Here we focus on the specifications of the GSPCR model. Three
arguments of the `cv_gspcr()`

should be specified
carefully:

- Association measure
- Fit measure
- Number of components

In this vignette we consider a simple scenario with a continuous
dependent variable and a set of continuous predictors. First, we load
the required packages and store the **example dataset**
`GSPCRexdata`

(see the helpfile for details
`?GSPCRexdata`

) in two separate objects:

```
# Load R packages
library(gspcr) # this package!
library(superpc) # alternative comparison package
library(patchwork) # combining ggplots
# Comment goal of code
X <- GSPCRexdata$X$cont
y <- GSPCRexdata$y$cont
```

As described in the introduction, `gspcr`

allows for the
specification of **different bivariate association
measures**. We can run `gspcr`

using as a threshold
type:

- the log-likelihoods of simple GLMs;
- the generalized \(R^2\);
- the normalized association measure used in the
`superpc`

R package.

Another important aspect to consider is the **number of
threshold values** that should be considered. This can be
specified with the `nthrs`

argument. Using the following code
we can compare the solution paths obtained by the different association
measures and values for a given number of PCs.

```
# Define a vector of threshold types
threshold_types <- c("LLS", "normalized", "PR2")
# Train the GSPCR model with the different values
out_trhs <- lapply(
X = threshold_types,
FUN = function(i) {
cv_gspcr(
dv = y,
ivs = X,
thrs = i, # threshold type
nthrs = 20, # number of threshold values
npcs_range = 1,
K = 10
)
}
)
# Plot them
plots <- lapply(out_trhs, function(i) {
plot(
x = i,
y = "F",
labels = FALSE, # We are using a single nPC, do not need the label
discretize = FALSE, # Makes X-axis more readable
print = FALSE
)
})
# Patchwork ggplots
plots[[1]] + plots[[2]] + plots[[3]]
```

As you can see, the solution paths are similar, although LLS tended to favor lower threshold values.

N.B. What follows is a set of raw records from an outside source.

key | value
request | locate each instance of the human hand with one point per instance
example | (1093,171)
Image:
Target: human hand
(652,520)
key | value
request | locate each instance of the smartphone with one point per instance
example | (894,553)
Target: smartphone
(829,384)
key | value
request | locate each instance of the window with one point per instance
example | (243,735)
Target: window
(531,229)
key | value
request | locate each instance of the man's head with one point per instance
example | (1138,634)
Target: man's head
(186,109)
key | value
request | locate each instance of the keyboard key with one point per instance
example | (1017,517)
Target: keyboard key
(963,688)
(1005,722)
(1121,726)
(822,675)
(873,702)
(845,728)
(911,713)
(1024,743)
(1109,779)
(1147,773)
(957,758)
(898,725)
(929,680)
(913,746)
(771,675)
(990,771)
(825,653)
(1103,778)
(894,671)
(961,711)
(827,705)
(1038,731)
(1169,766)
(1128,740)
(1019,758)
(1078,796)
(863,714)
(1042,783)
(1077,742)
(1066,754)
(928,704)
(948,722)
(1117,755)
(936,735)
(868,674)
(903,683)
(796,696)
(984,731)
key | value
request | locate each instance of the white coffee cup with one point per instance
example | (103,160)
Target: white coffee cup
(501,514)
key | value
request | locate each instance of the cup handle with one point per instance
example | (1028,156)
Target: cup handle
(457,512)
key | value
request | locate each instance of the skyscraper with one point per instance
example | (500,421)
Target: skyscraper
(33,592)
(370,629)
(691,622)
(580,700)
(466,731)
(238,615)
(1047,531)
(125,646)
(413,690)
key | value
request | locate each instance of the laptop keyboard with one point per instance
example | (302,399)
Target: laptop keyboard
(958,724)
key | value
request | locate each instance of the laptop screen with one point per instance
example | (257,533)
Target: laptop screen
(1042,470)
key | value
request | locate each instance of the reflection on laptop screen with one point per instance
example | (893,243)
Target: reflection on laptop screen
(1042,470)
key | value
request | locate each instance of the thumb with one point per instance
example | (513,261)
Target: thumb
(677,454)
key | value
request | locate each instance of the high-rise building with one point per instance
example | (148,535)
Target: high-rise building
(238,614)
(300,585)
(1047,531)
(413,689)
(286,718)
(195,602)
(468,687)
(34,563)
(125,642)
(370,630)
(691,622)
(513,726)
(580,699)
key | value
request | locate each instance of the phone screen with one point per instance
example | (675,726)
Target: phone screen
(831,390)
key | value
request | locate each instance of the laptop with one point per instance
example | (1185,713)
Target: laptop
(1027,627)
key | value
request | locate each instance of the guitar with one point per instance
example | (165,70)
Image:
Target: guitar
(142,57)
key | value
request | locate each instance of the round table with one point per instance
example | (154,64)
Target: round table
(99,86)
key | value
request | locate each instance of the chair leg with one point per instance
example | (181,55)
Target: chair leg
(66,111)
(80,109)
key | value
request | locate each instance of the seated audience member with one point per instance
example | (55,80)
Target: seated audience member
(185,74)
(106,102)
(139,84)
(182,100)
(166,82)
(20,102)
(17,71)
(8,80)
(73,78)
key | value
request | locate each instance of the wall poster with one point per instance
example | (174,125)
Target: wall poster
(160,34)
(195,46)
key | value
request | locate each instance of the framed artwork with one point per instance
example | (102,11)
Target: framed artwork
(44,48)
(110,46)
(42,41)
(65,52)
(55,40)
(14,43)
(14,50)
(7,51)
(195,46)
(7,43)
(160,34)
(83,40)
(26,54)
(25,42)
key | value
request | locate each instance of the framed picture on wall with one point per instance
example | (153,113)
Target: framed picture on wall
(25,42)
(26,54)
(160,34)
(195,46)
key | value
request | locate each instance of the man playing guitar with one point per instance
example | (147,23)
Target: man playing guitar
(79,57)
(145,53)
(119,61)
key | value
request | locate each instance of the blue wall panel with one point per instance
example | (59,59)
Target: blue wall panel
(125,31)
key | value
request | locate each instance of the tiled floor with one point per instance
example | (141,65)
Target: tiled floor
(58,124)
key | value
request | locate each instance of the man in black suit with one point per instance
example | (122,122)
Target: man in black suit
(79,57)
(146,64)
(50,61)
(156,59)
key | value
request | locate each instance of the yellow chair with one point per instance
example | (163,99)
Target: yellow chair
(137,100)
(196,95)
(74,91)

We can use **different cross-validation fit measures**.
See the help file for the list options (`?cv_gspcr`

).

```
# Measures
fit_measure_vec <- c("LRT", "PR2", "MSE", "F", "AIC", "BIC")
# Train the GSPCR model with the different values
out_fit_meas <- lapply(fit_measure_vec, function(i) {
cv_gspcr(
dv = y,
ivs = X,
fit_measure = i,
thrs = "normalized",
nthrs = 20,
npcs_range = 1,
K = 10
)
})
# Plot them
plots <- lapply(seq_along(fit_measure_vec), function(i) {
# Reverse y?
rev <- grepl("MSE|AIC|BIC", fit_measure_vec[i])
# Make plots
plot(
x = out_fit_meas[[i]],
y = fit_measure_vec[[i]],
labels = FALSE,
y_reverse = rev,
errorBars = FALSE,
discretize = FALSE,
print = FALSE
)
})
# Patchwork ggplots
(plots[[1]] + plots[[2]] + plots[[3]]) / (plots[[4]] + plots[[5]] + plots[[6]])
```

As you can see, the different fit measures return equivalent solution
paths. This is true for **any number of PCs**:

```
# Train the GSPCR model with the different values
out_fit_meas <- lapply(fit_measure_vec, function(i) {
cv_gspcr(
dv = y,
ivs = X,
fit_measure = i,
thrs = "normalized",
nthrs = 20,
npcs_range = 5,
K = 10
)
})
# Plot them
plots <- lapply(seq_along(fit_measure_vec), function(i) {
# Reverse y?
rev <- grepl("MSE|AIC|BIC", fit_measure_vec[i])
# Make plots
plot(
x = out_fit_meas[[i]],
y = fit_measure_vec[[i]],
labels = FALSE,
y_reverse = rev,
errorBars = FALSE,
discretize = FALSE,
print = FALSE
)
})
# Patchwork ggplots
(plots[[1]] + plots[[2]] + plots[[3]]) / (plots[[4]] + plots[[5]] + plots[[6]])
```

We can use cross-validation to **select the number of
PCs** as well. We can use the `npcs_range`

argument to
specify the range of the number of PCs to consider.

```
# Train the model
out_npcs <- cv_gspcr(
dv = y,
ivs = X,
npcs_range = c(2, 5, 10)
)
# Plot solution paths
plot(out_npcs)
```

Given the choice of 2, 5, or 10 PCs, we would use 2 PCs with the second threshold value.